Does Passive View breaks the Law of Demeter?


I'm trying to understand how to use Passive View correctly. It seems to me that every examples I look at on Passive View breaks the Law of Demeter :

//In the presenter code
myview.mytextfield.text = "whatever";

So what's a better implementation of Passive View?


Solution

  • First, the Law of Demeter, like most rules of programming, is more of a principle or guideline and there are occasions when the principle doesn't apply. That being said, the Law of Demeter doesn't really apply to Passive View because the reason for the law isn't a problem in this case.

    The Law of Demeter is trying to prevent dependency chaining such as:

    objectA.objectB.objectC.DoSomething();
    

    Obviously if objectB's implementation changes to use objectD instead then it will break objectA's dependency and cause a compilation error. If taken to an extreme you wind up doing shotgun surgery any time the chain is disturbed by an implementation change.

    In the case of Passive View

    • The presenter depends on an interface so the view's implementation can change as long as the interface remains the same.
    • The view usually exposes properties as generalized data types such as system types and collections.
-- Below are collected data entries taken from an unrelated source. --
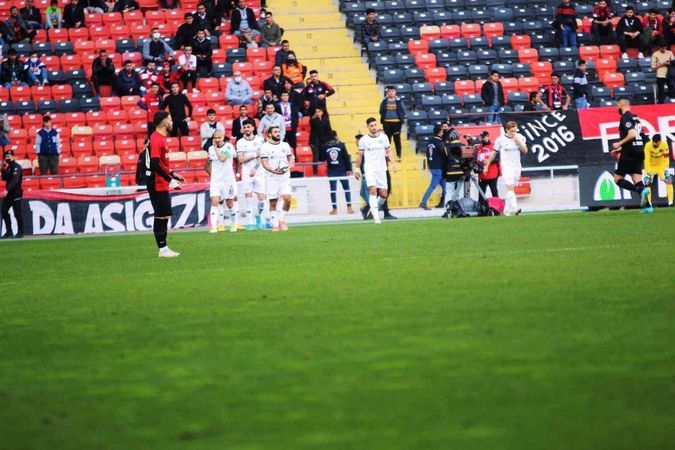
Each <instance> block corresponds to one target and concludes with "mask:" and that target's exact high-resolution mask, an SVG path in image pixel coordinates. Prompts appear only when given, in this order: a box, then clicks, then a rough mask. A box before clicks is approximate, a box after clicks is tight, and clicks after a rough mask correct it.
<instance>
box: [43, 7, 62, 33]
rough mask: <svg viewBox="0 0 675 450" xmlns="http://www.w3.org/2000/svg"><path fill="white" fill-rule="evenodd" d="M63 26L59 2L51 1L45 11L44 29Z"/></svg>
mask: <svg viewBox="0 0 675 450" xmlns="http://www.w3.org/2000/svg"><path fill="white" fill-rule="evenodd" d="M62 25H63V14H62V13H61V8H59V0H51V2H50V3H49V7H47V9H46V10H45V29H46V30H49V29H50V28H61V26H62Z"/></svg>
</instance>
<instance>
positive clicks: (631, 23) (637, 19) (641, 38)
mask: <svg viewBox="0 0 675 450" xmlns="http://www.w3.org/2000/svg"><path fill="white" fill-rule="evenodd" d="M643 31H644V29H643V27H642V22H641V21H640V19H638V18H637V17H635V9H634V8H633V7H632V6H626V15H625V16H623V17H622V18H621V20H620V21H619V23H618V24H617V25H616V37H617V39H618V42H619V47H620V48H621V54H622V55H621V58H622V59H627V58H628V54H627V53H626V50H627V49H629V48H636V49H638V50H639V52H640V53H639V55H638V56H639V57H640V58H642V47H643V42H644V39H643V38H642V32H643Z"/></svg>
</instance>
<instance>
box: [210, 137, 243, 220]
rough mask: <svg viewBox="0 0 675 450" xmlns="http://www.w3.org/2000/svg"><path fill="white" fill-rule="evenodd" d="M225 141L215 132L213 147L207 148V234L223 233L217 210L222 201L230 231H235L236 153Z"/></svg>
mask: <svg viewBox="0 0 675 450" xmlns="http://www.w3.org/2000/svg"><path fill="white" fill-rule="evenodd" d="M225 139H226V138H225V135H224V134H223V132H222V131H220V130H218V131H216V132H215V133H214V134H213V145H212V146H211V147H210V148H209V159H210V160H211V186H210V189H209V190H210V192H209V195H210V197H211V231H209V233H217V232H218V231H225V226H224V225H223V214H222V213H220V211H221V210H220V208H219V206H220V202H221V201H222V200H225V207H226V214H227V215H228V216H229V218H230V219H231V225H230V231H231V232H236V231H237V225H236V220H235V216H236V212H235V210H234V209H233V208H234V199H235V197H236V196H237V180H236V177H235V175H234V168H233V166H232V162H233V160H234V159H233V158H234V157H235V156H236V151H235V149H234V146H233V145H232V144H230V142H229V140H228V142H226V141H225Z"/></svg>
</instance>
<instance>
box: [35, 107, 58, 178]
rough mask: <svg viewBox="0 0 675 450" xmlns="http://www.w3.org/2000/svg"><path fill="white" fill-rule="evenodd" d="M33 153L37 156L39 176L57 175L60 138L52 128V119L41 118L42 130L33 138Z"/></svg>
mask: <svg viewBox="0 0 675 450" xmlns="http://www.w3.org/2000/svg"><path fill="white" fill-rule="evenodd" d="M35 153H37V155H38V166H39V167H40V175H58V173H59V155H60V154H61V137H60V136H59V132H58V131H57V130H56V129H55V128H52V118H51V117H49V116H44V117H43V118H42V128H41V129H40V130H39V131H38V132H37V135H36V136H35Z"/></svg>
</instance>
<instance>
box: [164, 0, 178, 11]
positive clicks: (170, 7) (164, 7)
mask: <svg viewBox="0 0 675 450" xmlns="http://www.w3.org/2000/svg"><path fill="white" fill-rule="evenodd" d="M159 5H160V6H161V7H162V9H176V8H178V7H179V6H180V1H179V0H159Z"/></svg>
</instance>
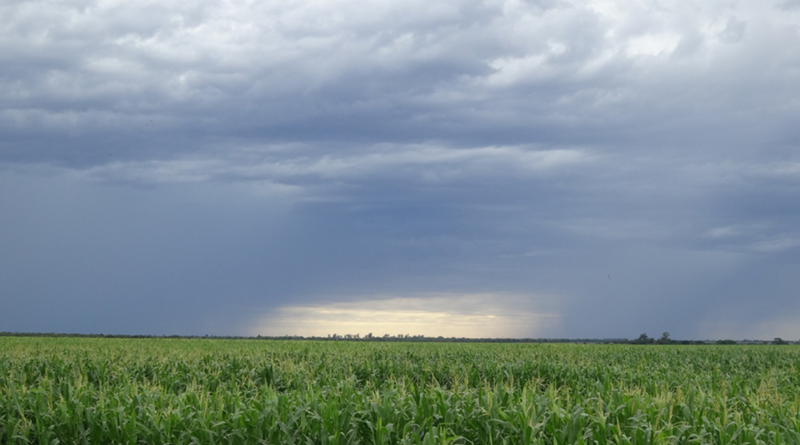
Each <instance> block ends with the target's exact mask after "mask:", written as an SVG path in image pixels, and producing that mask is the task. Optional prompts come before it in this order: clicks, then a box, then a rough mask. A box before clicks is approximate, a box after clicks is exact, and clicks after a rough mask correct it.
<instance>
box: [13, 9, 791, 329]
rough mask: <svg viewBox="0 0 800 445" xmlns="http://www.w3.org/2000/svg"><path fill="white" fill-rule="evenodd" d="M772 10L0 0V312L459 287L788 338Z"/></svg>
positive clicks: (600, 316) (409, 292)
mask: <svg viewBox="0 0 800 445" xmlns="http://www.w3.org/2000/svg"><path fill="white" fill-rule="evenodd" d="M790 3H791V2H785V3H781V4H779V5H777V6H776V5H756V4H753V5H750V4H744V3H742V4H736V3H734V4H730V3H729V2H703V3H702V4H694V3H691V4H690V3H686V2H683V3H680V4H676V5H673V7H659V6H657V5H653V4H649V3H641V4H625V5H622V4H615V3H613V2H599V1H598V2H588V3H583V4H575V3H571V2H565V1H540V2H515V1H507V2H468V3H454V2H445V3H441V2H440V3H430V2H416V1H412V2H383V3H379V4H363V3H357V2H351V1H346V0H341V1H338V2H322V3H320V2H313V1H308V2H300V3H269V2H267V3H254V4H250V3H247V2H229V3H225V4H223V3H214V2H198V3H194V4H191V5H190V4H184V3H181V4H178V3H174V4H173V3H170V2H166V3H164V2H161V3H158V4H151V5H145V4H120V5H114V4H111V3H107V2H93V1H86V2H77V1H75V2H61V3H57V4H53V3H51V2H44V1H41V2H6V3H4V4H3V5H2V6H0V15H2V16H3V17H5V18H6V19H5V20H4V21H3V23H2V24H0V82H1V83H2V85H3V87H4V88H2V89H0V134H2V138H0V185H1V186H2V187H0V206H1V207H0V208H2V211H0V224H1V225H0V227H2V228H3V229H2V233H0V247H2V249H0V251H2V253H1V254H0V265H2V267H0V283H2V284H0V295H2V297H0V298H2V304H3V306H4V307H5V308H9V309H8V310H5V311H3V315H0V326H4V327H5V328H4V329H9V330H38V331H81V332H89V331H91V332H97V331H104V332H128V333H134V332H145V333H172V332H178V333H204V332H213V333H237V332H252V326H253V325H257V324H258V323H259V320H261V319H262V317H263V316H264V315H265V314H270V313H272V314H275V313H280V309H279V308H282V307H286V306H287V305H298V304H301V305H302V304H305V305H311V304H322V303H325V304H328V303H334V302H347V303H348V304H349V303H352V302H357V301H362V300H363V301H367V300H369V301H375V300H376V299H377V300H380V299H382V298H383V299H389V298H392V297H409V298H411V299H412V300H413V301H414V302H415V303H414V304H419V303H418V298H425V297H424V296H425V295H441V294H442V293H445V294H447V295H451V294H452V293H461V294H463V295H504V296H509V295H513V296H514V298H511V297H508V298H506V297H502V298H505V299H504V300H503V301H519V300H518V299H515V298H519V296H521V295H522V296H525V295H527V296H528V298H529V300H530V301H533V302H535V304H536V305H540V306H542V307H545V308H547V309H546V311H544V312H547V313H548V314H550V315H554V316H557V317H556V318H552V319H551V320H556V319H557V320H558V322H557V323H556V322H552V323H550V324H548V327H547V330H546V331H542V330H541V329H539V330H532V331H531V332H532V333H534V332H535V333H536V335H548V336H562V335H563V336H572V337H577V336H637V335H638V334H640V333H641V332H640V331H645V330H647V332H649V333H650V334H651V335H655V334H658V332H662V331H664V330H669V331H670V332H671V333H672V334H673V337H680V336H685V337H688V336H704V335H707V336H739V337H741V336H746V335H750V336H752V335H769V334H768V333H767V330H768V329H767V327H768V326H769V323H770V321H771V320H774V321H775V323H777V324H776V325H780V326H783V327H782V328H781V329H783V331H781V332H782V334H781V335H784V336H787V337H788V336H789V335H788V334H787V333H791V335H795V336H796V335H798V333H797V332H795V331H792V330H791V329H792V328H790V327H789V326H791V322H792V320H793V319H792V318H791V317H790V316H789V315H787V314H795V313H797V314H800V307H797V303H795V302H794V300H793V299H792V295H793V289H796V284H797V283H796V279H795V278H794V277H795V276H796V274H794V272H795V269H796V265H797V262H798V252H800V250H799V249H800V232H798V230H797V229H796V227H798V222H799V221H798V219H800V209H798V208H797V206H795V205H793V204H792V203H794V202H800V196H798V194H799V193H800V188H798V181H800V180H799V179H798V178H800V176H798V172H799V171H800V168H799V167H798V166H799V165H800V159H798V156H797V152H796V148H797V140H798V133H797V130H796V122H795V121H796V116H797V115H798V112H799V111H800V110H798V101H797V95H798V89H797V85H798V83H797V81H798V79H797V69H796V68H797V66H798V63H799V62H800V52H798V50H797V48H800V45H798V43H800V42H798V40H799V37H800V36H799V35H798V33H797V18H796V17H795V16H794V14H793V13H791V12H789V11H791V10H792V9H796V8H794V7H793V6H792V4H790ZM767 271H769V272H767ZM414 298H417V299H414ZM436 298H439V297H436ZM448 298H449V297H448ZM453 298H455V297H453ZM470 298H472V297H470ZM486 298H490V297H486ZM498 298H501V297H498ZM502 298H501V299H502ZM412 300H409V301H412ZM445 300H446V299H445ZM445 300H441V299H440V300H436V301H437V304H438V305H441V304H444V303H442V301H445ZM392 301H394V300H392ZM447 301H449V300H447ZM453 301H471V300H469V299H468V298H467V299H455V300H453ZM754 301H759V302H763V304H762V305H760V306H758V307H759V308H760V309H759V310H758V311H752V310H751V308H752V307H754V305H756V303H753V302H754ZM371 304H372V303H371ZM509 304H510V303H509ZM531 304H533V303H531ZM347 307H348V308H350V306H347ZM370 307H372V306H370ZM415 307H416V306H415ZM778 307H780V308H781V309H780V310H779V309H770V308H778ZM721 308H725V310H721ZM348 310H351V309H348ZM527 310H530V311H532V312H531V313H537V308H535V307H527V308H526V311H527ZM276 311H277V312H276ZM548 311H549V312H548ZM544 312H542V311H541V310H540V311H539V312H538V313H544ZM464 313H467V312H464ZM748 313H752V314H754V315H753V316H754V317H755V319H754V320H751V322H750V323H749V324H746V323H744V321H745V320H746V317H744V315H743V314H748ZM462 314H463V313H462ZM548 316H549V315H548ZM787 317H789V318H787ZM537 329H538V328H537ZM515 332H516V331H515ZM739 334H741V335H739ZM531 335H533V334H531Z"/></svg>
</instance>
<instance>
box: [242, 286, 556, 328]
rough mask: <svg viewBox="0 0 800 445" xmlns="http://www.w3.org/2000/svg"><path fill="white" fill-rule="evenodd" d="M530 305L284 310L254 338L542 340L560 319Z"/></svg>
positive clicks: (308, 308)
mask: <svg viewBox="0 0 800 445" xmlns="http://www.w3.org/2000/svg"><path fill="white" fill-rule="evenodd" d="M524 301H525V300H524V299H522V298H517V297H514V296H506V295H496V294H474V295H437V296H433V297H424V296H423V297H397V298H391V299H386V300H368V301H359V302H348V303H331V304H325V305H319V306H284V307H282V308H280V309H279V310H277V311H274V312H271V313H270V315H268V316H266V317H264V318H263V319H262V320H261V321H260V322H259V323H258V325H257V326H255V327H253V328H252V329H251V330H250V331H249V332H248V334H249V335H272V336H279V335H302V336H326V335H332V334H339V335H345V334H360V335H362V336H363V335H366V334H367V333H370V332H371V333H372V334H373V335H374V336H383V335H384V334H389V335H392V336H395V335H397V334H404V335H405V334H411V335H425V336H426V337H438V336H443V337H471V338H481V337H495V338H499V337H531V338H533V337H539V336H542V335H544V333H545V332H546V331H548V330H549V329H551V328H553V327H554V326H555V325H556V324H557V323H558V316H557V315H556V314H551V313H540V312H535V311H532V310H530V309H529V308H527V307H525V306H524V303H523V302H524Z"/></svg>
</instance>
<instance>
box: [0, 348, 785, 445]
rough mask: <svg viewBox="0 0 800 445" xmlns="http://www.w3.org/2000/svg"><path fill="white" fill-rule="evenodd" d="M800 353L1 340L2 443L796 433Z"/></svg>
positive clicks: (427, 439) (555, 440)
mask: <svg viewBox="0 0 800 445" xmlns="http://www.w3.org/2000/svg"><path fill="white" fill-rule="evenodd" d="M799 364H800V349H798V348H796V347H794V346H630V345H569V344H562V345H547V344H452V343H448V344H443V343H425V344H421V343H368V342H306V341H286V342H279V341H255V340H230V341H227V340H199V339H198V340H183V339H88V338H73V339H65V338H12V337H8V338H0V443H2V444H23V443H35V444H54V443H61V444H80V443H85V444H167V443H169V444H192V443H198V444H356V443H362V444H394V443H404V444H405V443H409V444H412V443H413V444H434V443H465V444H504V443H509V444H527V443H542V444H553V445H555V444H593V443H599V444H605V443H615V444H616V443H635V444H645V443H648V444H649V443H659V444H660V443H680V444H683V443H686V444H709V443H716V444H729V443H736V444H740V443H741V444H744V443H748V444H751V443H753V444H754V443H769V444H778V443H798V444H800V372H798V365H799Z"/></svg>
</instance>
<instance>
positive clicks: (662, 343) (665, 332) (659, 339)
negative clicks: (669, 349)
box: [656, 332, 675, 345]
mask: <svg viewBox="0 0 800 445" xmlns="http://www.w3.org/2000/svg"><path fill="white" fill-rule="evenodd" d="M656 343H658V344H662V345H667V344H670V343H675V341H674V340H670V339H669V332H664V333H663V334H661V338H659V339H658V340H657V341H656Z"/></svg>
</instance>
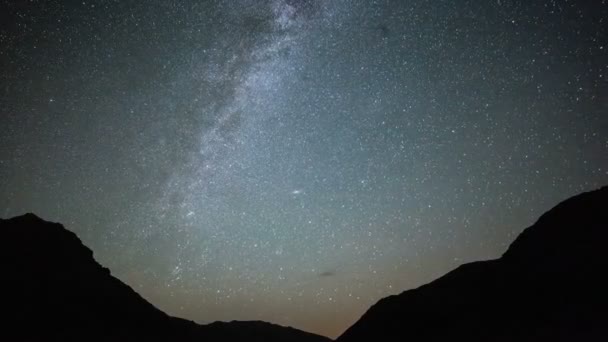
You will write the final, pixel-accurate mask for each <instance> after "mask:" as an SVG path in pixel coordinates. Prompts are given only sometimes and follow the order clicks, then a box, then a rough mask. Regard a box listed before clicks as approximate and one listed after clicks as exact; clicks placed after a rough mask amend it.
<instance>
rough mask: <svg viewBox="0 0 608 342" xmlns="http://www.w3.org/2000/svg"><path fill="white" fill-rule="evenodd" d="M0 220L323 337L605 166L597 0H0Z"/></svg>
mask: <svg viewBox="0 0 608 342" xmlns="http://www.w3.org/2000/svg"><path fill="white" fill-rule="evenodd" d="M0 71H1V72H0V92H1V95H0V216H1V217H4V218H8V217H12V216H15V215H20V214H23V213H26V212H34V213H36V214H37V215H39V216H40V217H42V218H44V219H46V220H51V221H58V222H61V223H63V224H64V225H65V226H66V227H67V228H68V229H70V230H72V231H74V232H75V233H77V234H78V235H79V236H80V238H81V239H82V240H83V242H84V243H85V244H87V245H88V246H89V247H91V249H92V250H93V251H94V253H95V257H96V259H97V260H98V261H99V262H100V263H102V264H103V265H104V266H107V267H109V268H110V269H111V270H112V273H113V274H114V275H116V276H117V277H119V278H120V279H121V280H123V281H124V282H126V283H127V284H129V285H130V286H132V287H133V288H134V289H135V290H136V291H137V292H139V293H140V294H142V295H143V296H144V297H145V298H146V299H148V300H149V301H151V302H152V303H153V304H154V305H156V306H157V307H159V308H161V309H162V310H165V311H166V312H167V313H169V314H172V315H176V316H180V317H184V318H188V319H192V320H195V321H197V322H200V323H207V322H211V321H215V320H265V321H270V322H273V323H278V324H282V325H290V326H294V327H296V328H300V329H304V330H308V331H311V332H315V333H319V334H324V335H327V336H331V337H335V336H336V335H338V334H340V333H341V332H342V331H343V330H344V329H346V328H347V327H348V326H349V325H350V324H352V323H353V322H354V321H355V320H356V319H358V318H359V316H360V315H361V314H363V312H364V311H365V310H366V309H367V308H368V307H369V306H370V305H372V304H373V303H375V302H376V301H377V300H378V299H380V298H382V297H384V296H387V295H390V294H396V293H399V292H401V291H403V290H406V289H410V288H412V287H416V286H419V285H421V284H423V283H426V282H428V281H431V280H433V279H434V278H436V277H438V276H440V275H442V274H444V273H445V272H447V271H449V270H451V269H453V268H455V267H456V266H458V265H460V264H462V263H464V262H469V261H473V260H480V259H488V258H495V257H498V256H500V255H501V253H502V252H504V251H505V249H506V248H507V246H508V245H509V243H510V242H511V241H512V240H513V239H514V238H515V237H516V236H517V234H518V233H520V232H521V231H522V230H523V229H524V228H525V227H527V226H528V225H530V224H532V223H533V222H534V221H535V219H536V218H537V217H538V216H539V215H540V214H542V213H543V212H544V211H546V210H548V209H550V208H551V207H552V206H553V205H555V204H556V203H558V202H559V201H561V200H563V199H565V198H567V197H569V196H571V195H574V194H577V193H579V192H581V191H586V190H591V189H594V188H597V187H599V186H601V185H603V184H606V183H608V2H607V1H606V0H602V1H600V0H597V1H578V2H577V1H565V0H554V1H509V0H495V1H442V0H439V1H429V0H410V1H405V0H403V1H397V0H384V1H363V0H361V1H346V0H331V1H330V0H327V1H322V0H266V1H255V0H225V1H219V0H218V1H185V0H184V1H177V0H175V1H168V0H158V1H151V0H150V1H138V2H136V1H89V0H87V1H63V0H61V1H59V0H57V1H51V0H48V1H33V0H32V1H23V0H22V1H14V0H8V1H2V4H1V5H0Z"/></svg>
This allows you to make changes to the UI without affecting the presenter.
    • To the presenter the view appears as nothing more than a data structure, a place to retrieve and dump data. Since the view is pretty simple, the presenter shouldn't even be able to do dependency chaining.

    So the example you gave would normally be implemented:

    //from presenter
    view.MeaningfulName = "data";
    

    While the view would be something like:

    //from view
    public string MeaninfulName
    {
        get
        {
            return someControl.text;
        }
        set
        {
            someControl.text = value;
        }
    

    Hope this clarifies things a bit.